Fazalat Nama and Aman Paysan were among those we evacuated. They said: “It was hard to see our children and grandchildren in fear and trouble during the floods. They were running here and there to move our belongings. But it was amazing that the young girls and boys, all volunteers, have helped our families. They moved all women, especially those unwell and pregnant, to the tents installed in a safe area. They provided us with all comforts and even offered day-long services at the tents.”
Another evacuee, Abdul Sarab, said: “I was unconscious from the damage happening around me and it was difficult for my family members to lift me. The AKAH vehicle and volunteers in my area were able to move me to a safer area – it was a miracle.”
Elsewhere in Chitral and Gilgit Baltistan, flooding damaged several irrigation channels, crop fields, and forest areas as well as travel infrastructure. Our community and village emergency response teams evacuated at-risk families and mobilised food aid. We were also able to repair cable car infrastructure to restore transport links, though repairs to irrigation canals may take several weeks.
Continued rains and high water levels caused eroding in low-lying areas, affecting arable land, crops, and forests. Flooding and erosion along the Chitral River caused significant damage. In Reshun village, CERT volunteers, boy scouts and local communities safely evacuated 17 affected families, have established a tent village for them and are constructing safe washroom facilities.
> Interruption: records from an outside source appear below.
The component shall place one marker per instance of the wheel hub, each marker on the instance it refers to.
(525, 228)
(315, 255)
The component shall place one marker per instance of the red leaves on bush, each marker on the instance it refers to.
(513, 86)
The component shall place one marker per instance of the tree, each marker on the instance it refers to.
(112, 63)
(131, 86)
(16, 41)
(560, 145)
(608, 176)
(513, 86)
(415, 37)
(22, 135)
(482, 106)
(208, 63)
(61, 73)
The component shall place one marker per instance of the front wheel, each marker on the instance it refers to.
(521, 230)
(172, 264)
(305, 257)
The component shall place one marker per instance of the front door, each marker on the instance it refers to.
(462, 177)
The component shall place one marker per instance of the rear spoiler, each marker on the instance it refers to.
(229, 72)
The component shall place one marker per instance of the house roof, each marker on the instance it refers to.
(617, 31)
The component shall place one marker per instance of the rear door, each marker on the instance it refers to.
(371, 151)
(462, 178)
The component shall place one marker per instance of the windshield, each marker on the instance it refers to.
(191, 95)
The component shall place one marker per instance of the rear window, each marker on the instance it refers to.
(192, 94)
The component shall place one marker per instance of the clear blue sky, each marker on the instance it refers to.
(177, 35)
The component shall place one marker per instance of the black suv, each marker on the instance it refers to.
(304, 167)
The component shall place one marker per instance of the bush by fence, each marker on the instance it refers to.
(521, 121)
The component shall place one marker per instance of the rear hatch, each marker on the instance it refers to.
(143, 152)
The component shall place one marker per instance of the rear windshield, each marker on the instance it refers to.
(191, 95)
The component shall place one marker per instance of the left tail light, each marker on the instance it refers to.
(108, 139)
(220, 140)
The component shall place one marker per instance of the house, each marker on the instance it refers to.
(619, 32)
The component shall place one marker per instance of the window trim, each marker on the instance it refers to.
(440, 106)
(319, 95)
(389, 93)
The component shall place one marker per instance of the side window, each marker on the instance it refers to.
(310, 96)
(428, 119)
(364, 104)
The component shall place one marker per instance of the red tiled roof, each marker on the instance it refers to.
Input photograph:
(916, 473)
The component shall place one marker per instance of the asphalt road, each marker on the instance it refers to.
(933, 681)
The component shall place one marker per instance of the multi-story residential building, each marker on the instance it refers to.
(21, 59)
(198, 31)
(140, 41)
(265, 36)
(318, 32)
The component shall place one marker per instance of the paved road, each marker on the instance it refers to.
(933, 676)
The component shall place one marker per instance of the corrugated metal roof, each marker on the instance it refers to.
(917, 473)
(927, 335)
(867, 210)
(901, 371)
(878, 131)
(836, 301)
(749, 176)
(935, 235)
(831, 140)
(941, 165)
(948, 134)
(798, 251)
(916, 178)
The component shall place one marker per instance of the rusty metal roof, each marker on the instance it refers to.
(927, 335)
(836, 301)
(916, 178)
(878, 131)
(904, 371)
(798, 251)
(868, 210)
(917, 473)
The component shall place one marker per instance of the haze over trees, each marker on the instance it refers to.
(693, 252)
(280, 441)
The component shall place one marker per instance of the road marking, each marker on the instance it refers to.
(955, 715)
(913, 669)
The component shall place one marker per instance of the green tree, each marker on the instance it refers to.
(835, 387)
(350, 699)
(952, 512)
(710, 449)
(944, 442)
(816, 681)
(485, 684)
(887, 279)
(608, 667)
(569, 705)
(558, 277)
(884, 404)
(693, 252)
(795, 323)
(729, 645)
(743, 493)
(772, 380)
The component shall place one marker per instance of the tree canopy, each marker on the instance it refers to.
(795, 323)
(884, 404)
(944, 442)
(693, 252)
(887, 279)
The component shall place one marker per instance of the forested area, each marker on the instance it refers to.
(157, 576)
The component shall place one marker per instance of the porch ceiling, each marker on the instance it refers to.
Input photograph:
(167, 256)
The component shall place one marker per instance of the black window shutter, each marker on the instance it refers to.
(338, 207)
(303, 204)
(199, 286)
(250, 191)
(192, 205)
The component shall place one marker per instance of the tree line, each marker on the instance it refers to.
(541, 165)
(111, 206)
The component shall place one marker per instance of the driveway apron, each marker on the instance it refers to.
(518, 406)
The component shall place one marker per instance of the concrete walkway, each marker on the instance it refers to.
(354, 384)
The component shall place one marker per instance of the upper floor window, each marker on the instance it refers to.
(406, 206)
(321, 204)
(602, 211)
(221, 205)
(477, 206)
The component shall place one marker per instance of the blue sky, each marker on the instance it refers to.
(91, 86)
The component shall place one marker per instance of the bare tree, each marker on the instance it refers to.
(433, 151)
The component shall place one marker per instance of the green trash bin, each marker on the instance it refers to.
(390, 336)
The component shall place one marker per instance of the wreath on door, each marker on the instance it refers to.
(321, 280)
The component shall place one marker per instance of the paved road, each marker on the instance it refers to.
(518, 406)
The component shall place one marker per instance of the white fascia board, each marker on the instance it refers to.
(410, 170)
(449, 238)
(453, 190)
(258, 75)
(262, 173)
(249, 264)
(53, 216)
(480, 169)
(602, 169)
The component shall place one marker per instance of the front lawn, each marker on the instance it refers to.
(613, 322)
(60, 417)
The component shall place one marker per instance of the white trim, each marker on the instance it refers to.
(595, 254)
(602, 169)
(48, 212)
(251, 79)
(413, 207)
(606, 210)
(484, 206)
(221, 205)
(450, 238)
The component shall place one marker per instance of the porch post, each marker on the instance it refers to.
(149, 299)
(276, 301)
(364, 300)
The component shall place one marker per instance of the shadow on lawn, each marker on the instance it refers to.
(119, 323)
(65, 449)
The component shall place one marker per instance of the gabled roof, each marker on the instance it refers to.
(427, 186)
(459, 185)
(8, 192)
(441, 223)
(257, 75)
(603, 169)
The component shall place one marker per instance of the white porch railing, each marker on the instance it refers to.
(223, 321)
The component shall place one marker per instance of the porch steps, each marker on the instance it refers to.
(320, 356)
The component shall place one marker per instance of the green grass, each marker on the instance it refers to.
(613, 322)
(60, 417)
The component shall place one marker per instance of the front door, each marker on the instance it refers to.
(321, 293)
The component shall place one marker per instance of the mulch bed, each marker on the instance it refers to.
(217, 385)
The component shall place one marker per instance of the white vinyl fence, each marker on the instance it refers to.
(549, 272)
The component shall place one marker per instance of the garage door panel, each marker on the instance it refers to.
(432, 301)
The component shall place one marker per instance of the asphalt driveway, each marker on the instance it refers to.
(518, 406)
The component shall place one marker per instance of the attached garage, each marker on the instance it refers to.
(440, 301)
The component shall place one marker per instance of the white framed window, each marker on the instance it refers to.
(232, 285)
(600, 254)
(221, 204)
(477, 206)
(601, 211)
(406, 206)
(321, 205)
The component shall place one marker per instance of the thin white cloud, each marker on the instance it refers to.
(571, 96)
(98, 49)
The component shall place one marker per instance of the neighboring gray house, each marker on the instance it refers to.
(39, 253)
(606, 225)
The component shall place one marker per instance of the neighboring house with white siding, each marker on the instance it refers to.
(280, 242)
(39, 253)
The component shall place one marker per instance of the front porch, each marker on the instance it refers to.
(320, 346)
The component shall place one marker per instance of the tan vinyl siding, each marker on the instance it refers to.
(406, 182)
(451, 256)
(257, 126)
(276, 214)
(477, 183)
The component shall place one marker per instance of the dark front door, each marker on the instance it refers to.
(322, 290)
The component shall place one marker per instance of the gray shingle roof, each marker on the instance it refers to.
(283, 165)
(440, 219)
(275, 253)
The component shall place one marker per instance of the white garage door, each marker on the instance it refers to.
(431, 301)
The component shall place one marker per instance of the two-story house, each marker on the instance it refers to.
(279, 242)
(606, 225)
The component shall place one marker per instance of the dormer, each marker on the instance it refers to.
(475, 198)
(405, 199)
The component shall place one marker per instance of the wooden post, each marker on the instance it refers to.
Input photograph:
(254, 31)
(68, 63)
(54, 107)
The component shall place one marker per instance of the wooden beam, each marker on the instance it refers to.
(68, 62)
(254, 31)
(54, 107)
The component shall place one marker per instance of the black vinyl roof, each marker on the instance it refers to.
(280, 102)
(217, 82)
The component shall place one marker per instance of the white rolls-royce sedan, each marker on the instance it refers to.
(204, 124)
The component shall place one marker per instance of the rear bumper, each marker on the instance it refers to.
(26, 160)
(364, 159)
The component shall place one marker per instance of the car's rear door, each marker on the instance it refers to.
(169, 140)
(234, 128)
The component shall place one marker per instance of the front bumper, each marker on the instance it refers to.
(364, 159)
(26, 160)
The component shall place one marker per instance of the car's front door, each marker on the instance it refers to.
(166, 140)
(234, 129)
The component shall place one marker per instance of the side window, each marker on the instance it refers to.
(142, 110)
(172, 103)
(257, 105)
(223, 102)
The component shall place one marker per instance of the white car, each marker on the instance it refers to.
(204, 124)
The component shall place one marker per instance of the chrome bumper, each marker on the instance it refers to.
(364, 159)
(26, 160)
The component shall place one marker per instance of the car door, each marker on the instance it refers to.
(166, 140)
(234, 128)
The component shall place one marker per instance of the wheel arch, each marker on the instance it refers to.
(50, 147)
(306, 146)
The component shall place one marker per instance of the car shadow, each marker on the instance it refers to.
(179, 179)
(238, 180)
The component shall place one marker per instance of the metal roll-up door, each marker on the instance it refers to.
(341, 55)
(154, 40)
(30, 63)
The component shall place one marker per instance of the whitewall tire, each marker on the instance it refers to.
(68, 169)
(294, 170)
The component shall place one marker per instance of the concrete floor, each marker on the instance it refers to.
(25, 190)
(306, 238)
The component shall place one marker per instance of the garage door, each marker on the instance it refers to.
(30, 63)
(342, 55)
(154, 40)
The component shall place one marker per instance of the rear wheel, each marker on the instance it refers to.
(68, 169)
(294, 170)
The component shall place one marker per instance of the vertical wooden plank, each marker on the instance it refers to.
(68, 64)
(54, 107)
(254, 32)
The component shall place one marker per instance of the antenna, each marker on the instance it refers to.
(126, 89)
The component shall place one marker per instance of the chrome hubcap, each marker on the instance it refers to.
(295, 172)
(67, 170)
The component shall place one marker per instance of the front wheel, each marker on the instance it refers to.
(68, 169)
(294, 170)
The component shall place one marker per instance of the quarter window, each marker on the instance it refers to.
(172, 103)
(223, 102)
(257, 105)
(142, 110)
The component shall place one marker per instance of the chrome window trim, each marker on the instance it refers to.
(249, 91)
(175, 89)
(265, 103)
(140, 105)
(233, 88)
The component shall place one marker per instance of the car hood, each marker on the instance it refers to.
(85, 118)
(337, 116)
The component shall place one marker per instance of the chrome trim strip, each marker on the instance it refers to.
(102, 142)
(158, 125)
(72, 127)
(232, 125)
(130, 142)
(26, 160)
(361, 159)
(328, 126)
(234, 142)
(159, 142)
Our Disaster Assessment and Response Teams have assessed damage in the hardest hit villages and shared details about damaged houses with district authorities to inform the recovery efforts. The Chief Minister of Gilgit Baltistan and his cabinet team visited Sherqilla and were briefed on response and relief work by our field team.
The authorities have noted that AKAH’s prompt response has helped save many lives. Captain Tayyab Sami Khan, the District Commissioner of Ghizer, said: “The flood emergency in Ghizer District was huge and it was not possible to handle without teamwork. In such a situation, AKAH was a big helping hand for us. We highly appreciate the immediate response that CERT has provided and above all, the availability of more than 450 tents in the community stockpile is a great act of disaster preparedness at village level.”
In the south of the country, torrential rains caused flooding and widespread damage. Heeding weather warnings, our regional office in Karachi prepositioned water pumps at strategic locations and disseminated weather alerts to the local community. CERTs and local volunteers pumped water out of flooded residential and community buildings and coordinated relief efforts, working with the city government.
This year, extreme monsoon weather and disasters have been particularly intense. Pakistan experienced monsoon rainfall more than 87 percent above normal and 16 glacial lake floods compared to an annual average of five or six.
As we strengthen our community-based disaster management and response activities across the country, we are also intensifying efforts to support longer-term adaptation strategies and expand measures to mitigate future climate change. We are expanding nature-based solutions to promote climate-smart development pathways, including constructing greener water and sanitation infrastructure and planting millions of trees together with the Government of Gilgit-Baltistan to mitigate natural hazard risk. We are also working with the National University of Sciences and Technology (NUST) to develop sustainable habitat plans for disaster-prone valleys in northern Pakistan.